In an interim order that may effectively put an end to political activities in campus in Kerala, a division bench of the Kerala High Court on Friday, October 12, stated that the protests and hunger strikes have no place in educational institutions in the state.
The order was given in response to a petition filed by the Principal of Ponnani MES College, seeking court's intervention in an ongoing strike called by Students Federation of India (SFI) following clashes during students' union election in the college.
The bench comprising Chief Justice Navaniti Prasad Singh and Justice Raja Vijayraghavan V, observed, "...political activities like Dharna, hunger strikes and other practices like Sathyagrah have no place in a constitutional democracy, much less in academic institutions. Anyone indulging in the said activities in an educational institution would make himself liable to be expelled and/or rusticated. Educational Institutions are meant for imparting education and not politics."
Hunger strike "coercive method"
In a scathing criticism of political parties holding dharna's and pickets, the court also observed that the political outfits "cannot hold to ransom the educational institutions or the right of the civilized students to receive education."
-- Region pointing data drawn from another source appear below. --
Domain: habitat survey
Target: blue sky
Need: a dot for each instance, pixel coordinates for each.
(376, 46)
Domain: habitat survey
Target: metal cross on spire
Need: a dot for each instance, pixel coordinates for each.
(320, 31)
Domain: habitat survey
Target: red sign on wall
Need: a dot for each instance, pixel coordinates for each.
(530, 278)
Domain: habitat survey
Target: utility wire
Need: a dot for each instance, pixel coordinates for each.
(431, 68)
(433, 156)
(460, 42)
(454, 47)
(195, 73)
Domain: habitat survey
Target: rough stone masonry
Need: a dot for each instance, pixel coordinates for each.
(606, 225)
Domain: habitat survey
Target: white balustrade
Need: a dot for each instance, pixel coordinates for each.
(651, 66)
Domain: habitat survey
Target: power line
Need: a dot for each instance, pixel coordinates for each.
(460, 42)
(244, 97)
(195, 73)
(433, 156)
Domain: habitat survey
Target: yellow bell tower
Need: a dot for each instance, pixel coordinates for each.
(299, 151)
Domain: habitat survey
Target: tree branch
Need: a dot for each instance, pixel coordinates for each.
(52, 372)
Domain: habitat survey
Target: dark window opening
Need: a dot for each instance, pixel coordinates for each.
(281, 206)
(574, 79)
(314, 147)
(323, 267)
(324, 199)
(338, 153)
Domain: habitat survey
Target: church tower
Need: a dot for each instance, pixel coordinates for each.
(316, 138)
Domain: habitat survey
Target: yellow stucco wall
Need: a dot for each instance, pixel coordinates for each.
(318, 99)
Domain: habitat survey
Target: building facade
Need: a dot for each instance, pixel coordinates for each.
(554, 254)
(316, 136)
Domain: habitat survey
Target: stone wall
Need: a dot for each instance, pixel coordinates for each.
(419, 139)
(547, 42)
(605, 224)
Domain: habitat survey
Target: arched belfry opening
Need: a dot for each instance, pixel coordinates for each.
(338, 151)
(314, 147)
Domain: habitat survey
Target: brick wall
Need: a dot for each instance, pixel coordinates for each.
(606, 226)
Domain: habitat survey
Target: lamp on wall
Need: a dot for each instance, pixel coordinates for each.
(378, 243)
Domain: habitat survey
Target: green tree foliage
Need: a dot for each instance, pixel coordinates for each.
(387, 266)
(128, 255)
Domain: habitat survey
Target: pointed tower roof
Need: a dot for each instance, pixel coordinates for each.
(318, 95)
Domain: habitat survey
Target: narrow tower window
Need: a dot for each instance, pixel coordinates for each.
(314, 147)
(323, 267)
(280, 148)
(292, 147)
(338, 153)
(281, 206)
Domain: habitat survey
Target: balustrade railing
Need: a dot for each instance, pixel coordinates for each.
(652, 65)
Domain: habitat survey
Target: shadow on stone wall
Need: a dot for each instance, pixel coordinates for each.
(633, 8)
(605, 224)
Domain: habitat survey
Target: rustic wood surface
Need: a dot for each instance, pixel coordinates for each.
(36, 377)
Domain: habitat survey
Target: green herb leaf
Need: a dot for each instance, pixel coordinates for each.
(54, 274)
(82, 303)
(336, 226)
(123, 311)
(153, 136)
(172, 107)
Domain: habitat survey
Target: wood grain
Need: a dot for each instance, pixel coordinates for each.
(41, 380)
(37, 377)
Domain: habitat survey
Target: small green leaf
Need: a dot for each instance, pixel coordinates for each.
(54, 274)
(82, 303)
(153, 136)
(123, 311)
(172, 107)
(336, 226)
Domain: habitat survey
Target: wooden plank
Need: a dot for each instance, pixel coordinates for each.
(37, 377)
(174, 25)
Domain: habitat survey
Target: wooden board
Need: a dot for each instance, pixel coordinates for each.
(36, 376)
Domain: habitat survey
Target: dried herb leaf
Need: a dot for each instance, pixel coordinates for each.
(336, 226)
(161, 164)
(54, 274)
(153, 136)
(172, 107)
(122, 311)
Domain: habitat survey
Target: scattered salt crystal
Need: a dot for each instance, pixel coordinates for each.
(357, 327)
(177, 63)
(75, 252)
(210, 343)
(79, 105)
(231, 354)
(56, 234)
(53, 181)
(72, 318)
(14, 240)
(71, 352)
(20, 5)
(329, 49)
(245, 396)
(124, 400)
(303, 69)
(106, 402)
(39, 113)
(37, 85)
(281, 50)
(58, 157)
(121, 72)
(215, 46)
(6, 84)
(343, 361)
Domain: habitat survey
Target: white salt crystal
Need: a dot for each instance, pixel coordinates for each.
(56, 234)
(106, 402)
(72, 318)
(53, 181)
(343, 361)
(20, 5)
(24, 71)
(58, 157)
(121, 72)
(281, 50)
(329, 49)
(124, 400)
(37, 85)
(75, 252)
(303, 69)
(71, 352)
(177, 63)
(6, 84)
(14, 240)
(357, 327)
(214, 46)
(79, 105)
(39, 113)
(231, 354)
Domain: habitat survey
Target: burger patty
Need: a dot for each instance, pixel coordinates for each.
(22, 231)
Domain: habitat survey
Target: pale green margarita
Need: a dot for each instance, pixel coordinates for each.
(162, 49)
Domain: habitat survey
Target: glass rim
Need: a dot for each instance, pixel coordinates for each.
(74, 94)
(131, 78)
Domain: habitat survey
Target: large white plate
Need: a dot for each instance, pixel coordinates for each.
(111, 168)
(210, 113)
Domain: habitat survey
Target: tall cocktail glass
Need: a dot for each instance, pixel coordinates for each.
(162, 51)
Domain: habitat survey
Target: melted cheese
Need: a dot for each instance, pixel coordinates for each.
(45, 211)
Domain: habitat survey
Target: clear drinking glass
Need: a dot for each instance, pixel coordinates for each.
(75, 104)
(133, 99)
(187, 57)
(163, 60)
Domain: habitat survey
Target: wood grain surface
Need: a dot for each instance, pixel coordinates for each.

Making a sweeping criticism, which could trigger a debate in the civil society, on the means of protests adopted by political parties the court also felt that dharna and hunger strikes are coercive means to achieve illegal demands.
"The very fact that people resort to dharna/hunger strike shows that they themselves are aware that their demands are not legitimate and they use coercive methods to achieve what they could not have achieved legally," the judgement read.
Principals can throw out protesters
The court empowered the principals of the colleges in the state to act tough on student protesters who disrupt the functioning of the educational institutions.
"... if any student is found to be resorting to and/or enforcing Dharna, strike or disruption of academic atmosphere of any college, the Principal or the authorities of the institution would have a right to rusticate them,for these are no means to ventilate their grievance," the order said.
Calicut University, under which MES College is functioning, had cancelled the students' union election, after SFI and Muslim Students Federation (MSF), student wings of the CPM and the IUML respectively, clashed.
The court clearly said that the police could intervene in such matters and the students indulging in violence should be suspended from that particular college.
"The photographs show students erected a shed along the boundary of the college with a banner of a political party with loudspeakers," the court said referring to a photograph produced before it by the petitioner.
The court also held the police responsible for the disturbance caused by the SFI. "Police must control law and order and cannot allow such pickets to come up on public property," said the panel of two judges.
"If we wish to maintain democracy and not merely in form, then we must hold fast to constitutional methods of achieving our social and economic objectives," said the court, quoting BR Ambedkar.